Closer ties didn’t just mean more trade deals and not rocking the boat on politically sensitive matters – it was a person-to-person thing. It meant Australians visiting, knowing, understanding and perhaps even loving another country.

For many Australians, when we could travel, Bali was like a second home.

In 2019, before borders shut, a record number of Australians visited Indonesia, with ​​reports of 1.23 million Australians heading to Bali that year.

Like many Australians, whenever I went back to Indonesia (usually twice a year), I used the same driver, stayed in the same accommodation and visited the same restaurants. Between visits I got a Bahasa teacher so I could travel more widely and speak the language, and followed news of the country with interest.

This is the type of familial relationship the Australian government encouraged.

There has been a lot of soft diplomacy over the years to encourage this person-to-person relationship. Programs such as the New Colombo Plan sent thousands of Australian students to Indonesia. The pandemic has now paused this valuable exchange.

Dr Jemma Purdey of the Australia-Indonesia Centre told me: “Since it began in 2014 the program has funded thousands of Australian university students to undertake mostly short-term study opportunities in Indo-Pacific countries, including Indonesia.

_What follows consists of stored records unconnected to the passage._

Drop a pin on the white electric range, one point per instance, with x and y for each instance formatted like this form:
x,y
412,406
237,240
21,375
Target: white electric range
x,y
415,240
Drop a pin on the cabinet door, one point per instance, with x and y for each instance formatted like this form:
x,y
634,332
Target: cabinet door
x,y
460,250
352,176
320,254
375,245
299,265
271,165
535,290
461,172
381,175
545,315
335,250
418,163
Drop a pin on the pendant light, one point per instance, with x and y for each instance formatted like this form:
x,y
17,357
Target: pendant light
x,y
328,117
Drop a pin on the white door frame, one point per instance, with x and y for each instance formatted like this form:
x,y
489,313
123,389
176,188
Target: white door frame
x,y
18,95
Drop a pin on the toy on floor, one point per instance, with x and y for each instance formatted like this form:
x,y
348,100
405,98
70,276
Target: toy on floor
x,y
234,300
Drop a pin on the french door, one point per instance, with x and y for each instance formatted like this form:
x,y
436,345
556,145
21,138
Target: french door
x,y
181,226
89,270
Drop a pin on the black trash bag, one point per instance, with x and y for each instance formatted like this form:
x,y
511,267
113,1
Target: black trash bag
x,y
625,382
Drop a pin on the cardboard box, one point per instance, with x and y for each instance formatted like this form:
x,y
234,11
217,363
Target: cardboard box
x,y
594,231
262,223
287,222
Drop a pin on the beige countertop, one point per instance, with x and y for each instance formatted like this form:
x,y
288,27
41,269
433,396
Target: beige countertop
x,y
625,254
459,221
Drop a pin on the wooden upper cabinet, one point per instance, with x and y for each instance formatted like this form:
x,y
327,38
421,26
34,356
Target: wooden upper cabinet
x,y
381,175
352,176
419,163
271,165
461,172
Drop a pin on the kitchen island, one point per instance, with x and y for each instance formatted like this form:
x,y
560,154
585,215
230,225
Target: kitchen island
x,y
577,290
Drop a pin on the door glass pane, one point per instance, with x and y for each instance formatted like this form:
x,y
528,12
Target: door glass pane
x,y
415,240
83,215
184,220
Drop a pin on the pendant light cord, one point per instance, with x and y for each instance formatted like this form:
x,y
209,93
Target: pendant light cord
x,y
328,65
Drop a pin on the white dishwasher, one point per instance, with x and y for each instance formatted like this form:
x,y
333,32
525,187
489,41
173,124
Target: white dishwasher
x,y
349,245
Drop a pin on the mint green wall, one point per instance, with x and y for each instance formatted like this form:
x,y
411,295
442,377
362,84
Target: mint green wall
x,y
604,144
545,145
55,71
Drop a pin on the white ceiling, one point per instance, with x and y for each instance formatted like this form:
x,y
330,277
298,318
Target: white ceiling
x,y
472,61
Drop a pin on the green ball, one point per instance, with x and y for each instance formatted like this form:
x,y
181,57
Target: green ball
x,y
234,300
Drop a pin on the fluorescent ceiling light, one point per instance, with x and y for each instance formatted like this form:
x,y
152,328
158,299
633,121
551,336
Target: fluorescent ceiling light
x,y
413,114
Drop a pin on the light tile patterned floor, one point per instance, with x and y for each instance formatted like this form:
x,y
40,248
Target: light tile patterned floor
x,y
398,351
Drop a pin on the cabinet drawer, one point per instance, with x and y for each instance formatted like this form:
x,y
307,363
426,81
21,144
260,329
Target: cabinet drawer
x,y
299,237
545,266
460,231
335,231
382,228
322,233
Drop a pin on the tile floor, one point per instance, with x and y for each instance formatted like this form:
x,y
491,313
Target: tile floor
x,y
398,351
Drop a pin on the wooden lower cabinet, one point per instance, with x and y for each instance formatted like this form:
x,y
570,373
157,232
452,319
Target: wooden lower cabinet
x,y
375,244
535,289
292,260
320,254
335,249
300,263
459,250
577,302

The government’s aim for the scholarships program was to increase Australians’ knowledge of the Indo-Pacific and establish a ‘rite of passage’ for young Australians to study and work in our region.”

Since the 1990s, Indonesian Bahasa has been one of the most popular second languages taught to a generation of Australian kids, but now it is in steep decline.

La Trobe University announced recently that their Bahasa program would be dropped and University of Western Australia is planning to cut research positions in Asian studies.

All of this signals Australia’s strong inward drift. This introversion will only deepen as long as borders are closed.

After all, Australia has shown it doesn’t seem to care much about its own citizens trapped overseas, let alone those suffering in a neighbouring country.